They are on call 24 hours a day saving lives and risking their own - and I leapt at the chance to test myself by being put through the same paces as our region’s firefighters.

31 January 2017 .......    West Yorkshire Fire and Rescue Service invites YEP reporter Joseph Keith to try being a firefighter for the day at their HQ in Birkenshaw. Picture Tony Johnson

31 January 2017 ....... West Yorkshire Fire and Rescue Service invites YEP reporter Joseph Keith to try being a firefighter for the day at their HQ in Birkenshaw. Picture Tony Johnson

Already apprehensive on arrival at the launch of West Yorkshire Fire and Rescue Service’s recruitment awareness day, seeing the ladders as tall as buildings and array of apparatus did little to calm my nerves.

And after strapping into my new uniform for the day - firefighter kit complete with hard-hat, boots and fire-proof clothes - I was one of a handful of people paired alongside an experienced officer to help us through the tests.

The challenges were akin to the drills people are asked to overcome during the real recruitment process at the service, which this week launched a drive for applications for the next generation of firefighters.

I had no hesitation taking on the first shuttle weights circuit laid out by instructors on the forecourt at the Birkenshaw headquarters.

The drill included dragging a weighted dummy over distance, running with a tank on my back, pulling a hose and cranking it back, and laps carrying 25kg.

“This will be easy for a man of your size,” one instructor said as I scanned the circuit.

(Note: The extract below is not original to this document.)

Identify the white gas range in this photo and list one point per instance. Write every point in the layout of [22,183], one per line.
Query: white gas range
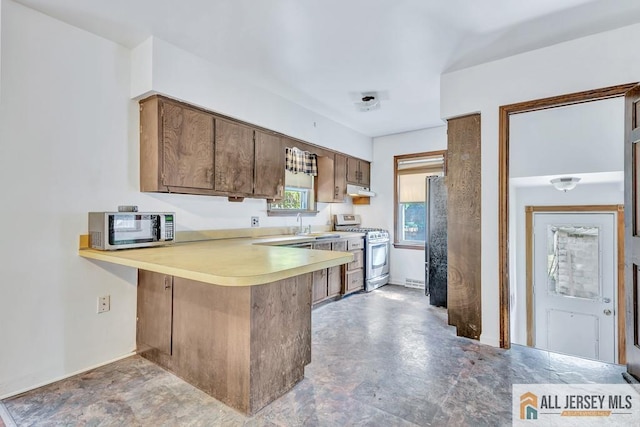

It was exhausting.

But there was no respite as I was dusted down and pointed towards my next task of carrying a heavier weight alongside a firefighter.

Still catching my breath, the final challenge lay ahead: climbing three connected ladders to the top of a building.

Petrified of heights, I was felt sick with anticipation of vertigo.

I agreed to at least try and make it half-way. Gruelling left-footed steps followed wobbling rights as I made my way up.

Shaking and frozen in place, I signalled to stop.

But after encouragement by staff and my supporting officer, Station Commander Clare Hesselwood, I faced up my fears and made it to the top.

I’ll always be wary of heights, but to have taken on the training challenges of a firefighter was a truly unique experience.

It is easy to forget that the training tests I took on, however difficult, were just that - training. Firefighters risk their lives every day when called upon, and where I struggled to climb with no real danger, they scale burning buildings without hesitation.

Service launches recruitment for firefighters

Do you have what it takes to be a firefighter in West Yorkshire?

For the first time in more than eight years, West Yorkshire Fire and Rescue Service are recruiting full-time firefighters.

The service has launched a recruitment campaign, Ordinary to Extraordinary, alongside a new website as thousands of applications are expected.

Station Commander Clare Hesselwood, who lives in Leeds, said: “We’re looking for ordinary people in the community to represent the fire service, to do an extraordinary job.

“We’re looking for anyone from all walks of life. As long as they are physically fit and they can fit the criteria, we welcome everybody. One of the reasons why I got into the fire service is that I wanted to help people. If you have those elements we can build on everything else.

“If you think that you have got what it takes then put an application in.

Recruitment, for more than 100 firefighters, stars on March 1 and ends on April 2.

People will have the chance to find out if they are suitable to apply by attending one of a series of awareness days at the service’s headquarters in Birkenshaw and at fire stations around West Yorkshire during March.

They will allow people to try out physical entry tests and speak to firefighters.